JavaRDD<String> tweet =  rdd.map(status -> objectMapper.writeValueAsString(status));

here is a problem.Incompatible types required JavaRDD<String> but map was inferred to javaRDD<R>


Solution

  • Java type inference isn't always super smart unfortunately, so what I do in these cases is extracting all the bits of my lambda as variables until I find one that Java can't give an accurate type for. I then give the expression the type I think it should have and see why Java is complaining about it. Sometimes it will just be a limitation in the compiler and you'll have to explicitly "cast" the expression as the desired type, other times you'll find an issue with your code. In your case, the code ooks fine to me so there must be something else.

    I have a comment however: here you are paying the cost of JSON serialization once (from Status to JSON string) and then deserialization (from JSON string to Row). Plus, you're not providing any schema to your Dataset so it will have to make two passes of the data (or a sample of it depending on your config) to infer the schema. All that can be quite expensive if the data is large. I would advise you to write a conversion from Status to Row directly if performance is a concern and if Status is relatively simple.

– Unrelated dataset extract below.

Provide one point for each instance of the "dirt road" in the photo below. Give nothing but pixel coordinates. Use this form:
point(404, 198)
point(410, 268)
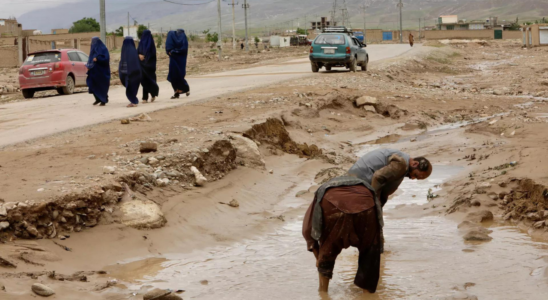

    Another "by the way": you are implicitly serializing your ObjectMapper, chances are you don't want to do that. It seems like the class does support Java serialization, but with special logic. Since the default config for Spark is to use Kryo (which has much better performance than Java serialization), I doubt it will do the right thing when using the default FieldSerializer. You have three options:

    • make the object mapper static to avoid serializing it
    • configure your Kryo registrator to serialize/deserialize objects of type ObjectMapper with Java serialization. That would work but not worth the effort.
    • use Java serialization everywhere instead of Kryo. Bad idea! It's slow and uses a lot of space (memory and disk depending on where the serialized objects will be written).